Winter is Coming (And You're Going to Need Boots)*
October 30, 2012
Margaret Saunders ’16
While I've come to expect that one out of every three people I meet at Oberlin is from California, I still find room for surprise when I meet someone who states that this winter is by far the worst they've ever experienced. The surprise is quickly overshadowed by overwhelming pity, as I remind them in my reply, "This isn't winter yet. This is only the beginning."
Pittsburgh is safe from the lake effect, but I still have fond memories of snowy childhood winters, and of course the amazing week in December 2010, when the result of Snowpocalypse was an entire week off of school and the opportunity to create a twenty-foot-long sled run in my backyard. But there are dark sides to the midwestern winter, and you poor folks from sunny climates will feel them hit twice as hard. Henceforth, here is a guide to surviving winter in Oberlin, straight from the experts!
On what and what not to wear:
Snow, hail, sleet, and all of their icy cousins have one thing in common: they are made of water. Therefore, all of your outerwear should be chosen knowing that at some point, you WILL get wet.

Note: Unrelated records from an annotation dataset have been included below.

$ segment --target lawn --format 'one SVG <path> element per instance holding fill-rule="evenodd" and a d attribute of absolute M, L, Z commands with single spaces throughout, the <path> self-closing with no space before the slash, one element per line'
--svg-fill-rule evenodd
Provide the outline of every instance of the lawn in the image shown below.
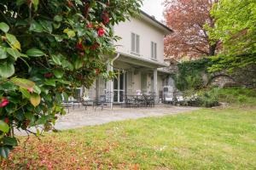
<path fill-rule="evenodd" d="M 202 109 L 30 138 L 4 169 L 256 169 L 256 107 Z"/>

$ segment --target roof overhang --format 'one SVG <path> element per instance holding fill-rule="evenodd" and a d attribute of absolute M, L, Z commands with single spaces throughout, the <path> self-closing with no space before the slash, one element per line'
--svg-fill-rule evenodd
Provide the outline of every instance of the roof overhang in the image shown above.
<path fill-rule="evenodd" d="M 166 63 L 160 63 L 159 61 L 154 61 L 154 60 L 149 60 L 147 59 L 143 59 L 140 56 L 136 56 L 133 54 L 123 54 L 119 53 L 120 56 L 118 58 L 117 60 L 119 61 L 124 61 L 131 65 L 135 65 L 137 66 L 143 66 L 143 67 L 148 67 L 151 69 L 155 69 L 155 68 L 162 68 L 162 67 L 167 67 L 168 65 Z"/>
<path fill-rule="evenodd" d="M 166 26 L 166 25 L 158 21 L 157 20 L 155 20 L 154 17 L 150 16 L 149 14 L 148 14 L 147 13 L 145 13 L 143 10 L 141 10 L 140 17 L 143 20 L 148 22 L 149 24 L 151 24 L 151 25 L 154 26 L 155 27 L 159 28 L 160 30 L 161 30 L 165 33 L 165 35 L 170 35 L 173 32 L 173 31 L 172 29 L 170 29 L 168 26 Z"/>

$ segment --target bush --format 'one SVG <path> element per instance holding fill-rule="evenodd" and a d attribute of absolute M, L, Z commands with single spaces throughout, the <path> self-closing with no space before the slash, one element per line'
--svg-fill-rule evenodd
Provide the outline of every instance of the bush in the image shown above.
<path fill-rule="evenodd" d="M 213 107 L 220 102 L 237 105 L 256 105 L 256 91 L 244 88 L 213 88 L 201 91 L 187 90 L 183 93 L 190 106 Z"/>
<path fill-rule="evenodd" d="M 50 130 L 63 98 L 90 88 L 113 54 L 113 25 L 139 11 L 140 0 L 1 0 L 0 156 L 18 140 L 14 129 Z"/>

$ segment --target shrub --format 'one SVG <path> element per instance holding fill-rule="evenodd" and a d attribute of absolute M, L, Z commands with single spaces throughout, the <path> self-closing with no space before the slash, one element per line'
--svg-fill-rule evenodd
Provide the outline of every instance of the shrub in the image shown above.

Most of the time that wetness occurs when the snow clinging to your garments melts upon being brought indoors, so make sure to hang winter clothes where their dripping won't cause slipping!
Rainboots are great for keeping your feet dry, but do a poor job of keeping them warm. Invest in true snowboots or make sure to wear multiple pairs of socks if you have no other options.
No, Uggs are not true snowboots, and yes, wearing soggy suede slippers is just as miserable as it sounds.
Wind chill is guaranteed to make the temperature on your temperature look like the world's most evil lie. Coats with high collars and scarves are an easy way to protect your neck!
There's not much disparity between gloves and mittens, but whichever you favor make sure you have a spare pair: losing one is practically inevitable, and you want to be prepared.
You really won't believe how much of a difference covering your ears makes, whether it be it with a hat, earmuffs, or just hunching into your coat.
On walking through a winter wonderland:
Icicles are like roses: they're pretty to look at, but hurt when you touch the sharp parts. Don't stand under the biggest ones!!! And don't let your fear of impalement prevent you from breaking some off and enjoying a fresh popsicle.
Speaking of falling objects, watch out for low-hanging tree branches. Snow and ice can encase tree branches and weigh them down, so you might be forced to limbo through Tappan Square after a storm. (Kidding. Kind of.)
The most dangerous thing you'll face in the winter is ice. It turns sidewalks and roads into hazard zones. The kind of ice to fear the most is black ice, which is transparent and therefore harder to notice against pavement. Avoid walking on ice and stick to dry patches, or if there are none, try to aim for the snow-covered portions of the ice. If you find yourself suddenly surrounded by a natural hockey rink, cross it with baby steps. Your gloves/mittens and traction on your snowboots (that you invested in, like a wise person) should save you from spills.
The best kind of snow for building and sledding with is sticky and heavier than powder, which is more suited to ski on. To determine the difference, pick up a handful and throw it--"sticky" snow will fall in clumps and powder will look like a lot of snowflakes!
The best snowballs are about the size of your palm, and the polite way to pelt them at someone is to hit only the torso and arms. Purposefully hitting someone in the face with a snowball is just as rude as insulting someone's mother and will guarantee that you will meet a fate twice as worse. Said fate is often getting snow thrown right back at your face, and trust me, it will hurt.
On fighting the seasons from the comfort of your room:
Hot cocoa is the universal cure for short-term winter sadness.
Blankets are your friends!
Wearing socks to bed ensures that you will never wake up with cold feet.
Don't feel bad for wanting to do nothing but stay in bed all day. Most of us feel the same way.
But don't let the cold scare you out of admiring the landscape every once in a while! Even if it's from your window.
Catching snowflakes on your tongue may look silly when other people do it, but that's the fun of it!
If your friends are the cuddly type, you now have an infinite number of heaters.
So Obies, take it easy, and face winter knowing that no matter how cold it may get, it will always turn into spring.
*I don't know anything about Game of Thrones besides that this is a tagline of some sort? I think Sean Bean dies.